Maestro Morricone così ulula il coyote

Maestro Morricone così ulula il coyote

di Paolo Ghezzi

C' è un detto, secondo il quale un uomo, prima di morire, dovrebbe fare almeno tre cose: piantare un albero, scrivere un libro, mettere al mondo un figlio. Sciocchezze: troppi brutti libri ingolfano le biblioteche; troppe feste degli alberi hanno cancellato prati e radure, nascondendoci il cielo; troppi figli non voluti o mal cresciuti popolano il pianeta (essere padri o madri o «mammi» non è un dovere e neppure un diritto, semmai è un desiderio: vero Geppetto?). Comunque milioni di uomini continuano a piantare alberi (e benedetti siano quelli che li piantano nei deserti), libri e figli. Come hanno fatto i padri dei loro padri.

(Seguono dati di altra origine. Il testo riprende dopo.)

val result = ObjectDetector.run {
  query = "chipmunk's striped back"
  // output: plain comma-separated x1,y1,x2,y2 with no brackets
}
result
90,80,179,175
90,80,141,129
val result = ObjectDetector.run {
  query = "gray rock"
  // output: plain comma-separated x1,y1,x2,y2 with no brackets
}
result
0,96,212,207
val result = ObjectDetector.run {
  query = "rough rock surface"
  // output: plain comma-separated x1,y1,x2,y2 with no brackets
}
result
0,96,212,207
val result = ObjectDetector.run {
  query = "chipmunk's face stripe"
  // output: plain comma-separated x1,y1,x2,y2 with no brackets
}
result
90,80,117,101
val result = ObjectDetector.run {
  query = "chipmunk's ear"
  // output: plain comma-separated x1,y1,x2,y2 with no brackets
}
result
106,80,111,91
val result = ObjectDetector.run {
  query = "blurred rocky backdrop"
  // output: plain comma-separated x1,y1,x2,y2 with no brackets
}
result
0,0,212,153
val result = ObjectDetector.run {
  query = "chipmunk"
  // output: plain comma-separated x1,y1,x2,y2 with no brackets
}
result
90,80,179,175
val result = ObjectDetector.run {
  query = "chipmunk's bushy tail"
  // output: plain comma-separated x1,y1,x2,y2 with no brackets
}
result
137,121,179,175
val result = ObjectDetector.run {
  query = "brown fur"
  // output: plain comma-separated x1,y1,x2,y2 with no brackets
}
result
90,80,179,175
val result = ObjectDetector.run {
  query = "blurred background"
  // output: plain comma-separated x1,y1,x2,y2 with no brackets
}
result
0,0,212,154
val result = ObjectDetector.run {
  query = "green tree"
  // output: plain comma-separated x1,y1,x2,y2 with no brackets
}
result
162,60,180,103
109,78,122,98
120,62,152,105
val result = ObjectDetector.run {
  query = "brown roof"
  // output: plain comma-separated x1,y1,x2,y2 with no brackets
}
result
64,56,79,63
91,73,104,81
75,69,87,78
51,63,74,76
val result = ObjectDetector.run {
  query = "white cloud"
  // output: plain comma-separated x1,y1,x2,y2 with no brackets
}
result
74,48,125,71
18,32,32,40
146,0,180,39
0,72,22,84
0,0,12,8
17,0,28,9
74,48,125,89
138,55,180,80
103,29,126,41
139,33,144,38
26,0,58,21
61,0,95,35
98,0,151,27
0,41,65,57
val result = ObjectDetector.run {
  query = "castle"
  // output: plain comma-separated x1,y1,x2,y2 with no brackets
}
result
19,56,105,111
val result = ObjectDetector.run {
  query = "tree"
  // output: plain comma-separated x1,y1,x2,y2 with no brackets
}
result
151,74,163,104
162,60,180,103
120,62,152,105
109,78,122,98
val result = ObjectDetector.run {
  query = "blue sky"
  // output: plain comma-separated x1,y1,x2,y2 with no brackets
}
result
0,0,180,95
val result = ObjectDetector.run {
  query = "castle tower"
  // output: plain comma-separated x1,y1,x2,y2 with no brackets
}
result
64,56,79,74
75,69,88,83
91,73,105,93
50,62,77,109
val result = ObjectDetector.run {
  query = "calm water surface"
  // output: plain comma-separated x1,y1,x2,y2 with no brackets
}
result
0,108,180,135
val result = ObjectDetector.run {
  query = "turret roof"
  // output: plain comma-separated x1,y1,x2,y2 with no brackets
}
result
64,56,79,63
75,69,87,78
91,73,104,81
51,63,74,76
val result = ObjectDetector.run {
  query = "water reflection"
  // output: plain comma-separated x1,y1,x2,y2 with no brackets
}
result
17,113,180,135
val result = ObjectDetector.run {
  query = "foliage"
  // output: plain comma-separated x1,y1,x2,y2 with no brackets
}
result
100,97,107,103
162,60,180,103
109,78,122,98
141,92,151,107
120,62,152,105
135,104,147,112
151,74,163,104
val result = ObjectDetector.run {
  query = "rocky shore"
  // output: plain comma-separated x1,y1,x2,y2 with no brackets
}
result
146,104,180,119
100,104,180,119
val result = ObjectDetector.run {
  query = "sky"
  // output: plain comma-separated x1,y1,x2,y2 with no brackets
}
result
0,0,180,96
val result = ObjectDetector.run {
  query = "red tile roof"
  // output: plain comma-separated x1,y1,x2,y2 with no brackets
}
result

Solo poche centinaia di esseri umani hanno invece il dono e la fortuna di piantare una musica, indelebilmente, nella nostra memoria. Che cosa sarebbe Steven Spielberg senza John Williams (cioè, il nostro amato Indiana Jones senza la colonna sonora dei Predatori), Federico Fellini senza Nino Rota, Alfred Hitchcock senza Bernard Herrmann, Sergio Leone senza Ennio Morricone (in foto)? Autore di decine di soundtrack memorabili (una per tutte, quella flautata e struggente per gli eroici missionari gesuiti del Paraguay De Niro e Irons in «Mission» di Joffé), l'ottantasettenne maestro romano, fresca stella n. 2574 sulla Walk of Fame di Hollywood, ha vinto l'Oscar per i ripugnanti 8 di quel genio truculento innamorato degli spaghetti western che è Quentin Tarantino, ma agli straordinari western all'italiana di Sergio Leone deve il suo mito leggendario. «Per un pugno di dollari» e «Il buono, il brutto e il cattivo», senza le colonne di Morricone, perderebbero colore, grinta e humor: perché quelle musiche riuscivano ad essere insieme epiche e autoironiche, galvanizzanti e derisorie, descrittive e sferzanti. Il motivo principale, che evoca l'ululato del coyote, è una melodia elementare di due note (un grappoletto di la-re-la-re-la), che ti colpisce come una freccia acuminata.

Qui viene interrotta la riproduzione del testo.